最後に、植民地支配の遺産が重要な役割を果たしていることがあげられる。「ペルシャ湾」を代替する「アラビア湾」という呼称は1958年に遡る。当時、英国外交官ロデリック・オーウェンは、この用語の長年にわたる歴史的使用を認めながらも、より「丁寧な」新しい呼称を採用することでアラブ同盟国をなだめることができると示唆した。
その後、1960年代の石油国有化危機において、英国顧問チャールズ・ベルグレイブは、この用語を巧みに利用してイランとアラブの関係を分断する道具とした。この歴史的策略は、植民地支配の残滓が現代の地政学的物語をどのように形作っているかを浮き彫りにしている。特にトランプ大統領がメキシコ湾、カナダ、パナマ運河、グリーンランドに関して歴史修正主義的な傾向を示していることを考えると、なおさらである。
「これは地理の問題ではない。現代の思惑に沿うようにペルシャの遺産を消し去ろうとしているのだ」と、あるイラン人歴史家は述べている。地域諸国の間では、1960年代に「汎アラブ主義」が台頭するにつれ、ペルシャ湾の別称アラビア湾という神話が広まった。

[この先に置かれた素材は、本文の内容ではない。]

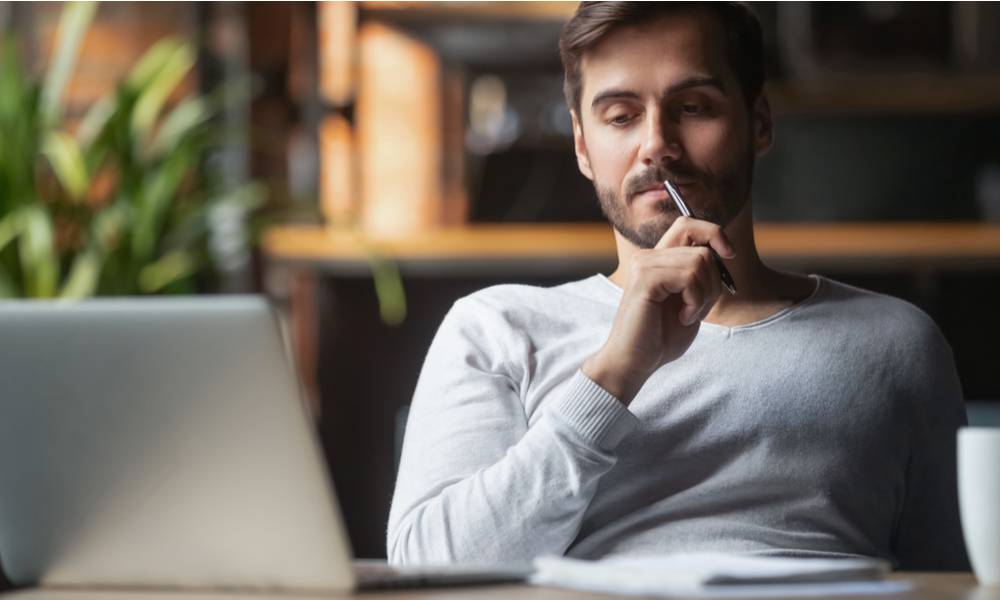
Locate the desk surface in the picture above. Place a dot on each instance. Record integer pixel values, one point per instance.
(927, 586)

イギリス植民地支配の残滓に支えられたいわゆる「アラブ民族主義者」は、イランの文化的影響力を弱めようとした。アラブ連盟とUAEは、歴史的根拠がないにもかかわらず、この用語を誇張した。
疑う余地のない歴史的記録
ペルシャ湾という名称は人類の集合的記憶に刻まれており、そのルーツは古代にまで遡る。紀元前5世紀、ギリシャの歴史家ヘロドトスはこの湾を「シヌス・ペルシクス」と呼び、ローマの地理学者プトレマイオスの地図には「ペルシクス・シヌス」と記録されている。
イスラムの黄金時代には、12世紀のイドリースィーや14世紀のイブン・ハルドゥーンといった影響力のあるアラブの学者たちが、著作の中で一貫して「ペルシャ湾」という用語を用い、その歴史的重要性を強調した。
現代において、この名称の永続的な遺産はさらに確固たるものとなっている。2006年以降、国連は「ペルシャ湾」を唯一の公式用語として定め、政治的な代替語を断固として拒否している。
米軍でさえこの伝統に敬意を表しており、1991年の湾岸戦争の退役軍人の墓石には「ペルシャ湾」と刻まれており、この湾岸の文化的・歴史的重要性が揺るぎない証となっている。